Edward Martin

Biographical details
- Born: June 18, 1925 Allentown, Pennsylvania, U.S.
- Died: February 25, 2002 (aged 76) Nashville, Tennessee, U.S.

Coaching career (HC unless noted)
- 1952–1955: Avery Normal Institute
- 1955–1968: South Carolina State
- 1968–1986: Tennessee State

Head coaching record
- Overall: 516–264 (college)

= Edward Martin (basketball) =

American college basketball coach

Edward Alfred Martin Sr. (June 18, 1925 – February 25, 2002) was an American college basketball coach and Negro league baseball player.
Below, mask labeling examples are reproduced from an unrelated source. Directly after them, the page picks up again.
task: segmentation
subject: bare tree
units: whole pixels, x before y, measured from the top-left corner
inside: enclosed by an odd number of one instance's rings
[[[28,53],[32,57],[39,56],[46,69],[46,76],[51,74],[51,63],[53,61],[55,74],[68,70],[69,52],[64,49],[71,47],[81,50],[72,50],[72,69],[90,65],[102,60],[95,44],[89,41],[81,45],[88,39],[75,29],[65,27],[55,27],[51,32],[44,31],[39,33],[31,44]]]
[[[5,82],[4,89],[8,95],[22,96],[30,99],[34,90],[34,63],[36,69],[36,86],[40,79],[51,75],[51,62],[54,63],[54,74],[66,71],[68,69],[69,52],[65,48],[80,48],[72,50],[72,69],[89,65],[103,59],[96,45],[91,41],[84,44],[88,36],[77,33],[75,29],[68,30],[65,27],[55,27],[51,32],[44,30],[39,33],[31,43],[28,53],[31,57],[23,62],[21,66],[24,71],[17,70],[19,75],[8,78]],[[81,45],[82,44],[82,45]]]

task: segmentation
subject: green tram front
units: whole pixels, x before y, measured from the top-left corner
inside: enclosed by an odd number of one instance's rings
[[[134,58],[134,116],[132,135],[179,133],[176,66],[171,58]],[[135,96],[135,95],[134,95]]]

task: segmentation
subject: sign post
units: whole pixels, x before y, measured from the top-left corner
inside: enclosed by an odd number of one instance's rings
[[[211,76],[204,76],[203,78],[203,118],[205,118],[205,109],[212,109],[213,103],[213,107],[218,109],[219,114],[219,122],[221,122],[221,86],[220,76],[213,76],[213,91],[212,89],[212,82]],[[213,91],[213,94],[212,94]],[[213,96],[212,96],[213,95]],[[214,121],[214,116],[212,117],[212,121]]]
==Early years and baseball career==
A native of Allentown, Pennsylvania, Martin graduated from William Allen High School, and served in the US Navy during World War II. Following his service, he attended North Carolina A&T State University, where he starred in baseball and basketball, graduating in 1951. Martin later earned a Master's Degree from Temple University. He went on to play for the Philadelphia Stars in 1951 and 1952.

==Coaching career==
Following his baseball playing career, Martin took a high school basketball coaching position at Avery Normal Institute in Charleston, South Carolina, where he proceeded to win two state championships. From 1955 to 1968, he coached basketball at South Carolina State University, and from 1968 to 1986, he coached at Tennessee State University, amassing over 500 wins and numerous postseason appearances in over thirty years at the collegiate level.

==Later years==
In his later years, Martin was assistant basketball coach at Vanderbilt University, and associate professor of human and organizational development at Vanderbilt's Peabody College. He also served as scout for the Minnesota Timberwolves. Martin was inducted into the Tennessee Sports Hall of Fame in 1994, and has also been honored by the athletic halls of fame at North Carolina A&T State University, South Carolina State University, Tennessee State University, and Vanderbilt University. He died in Nashville, Tennessee in 2002 at age 76.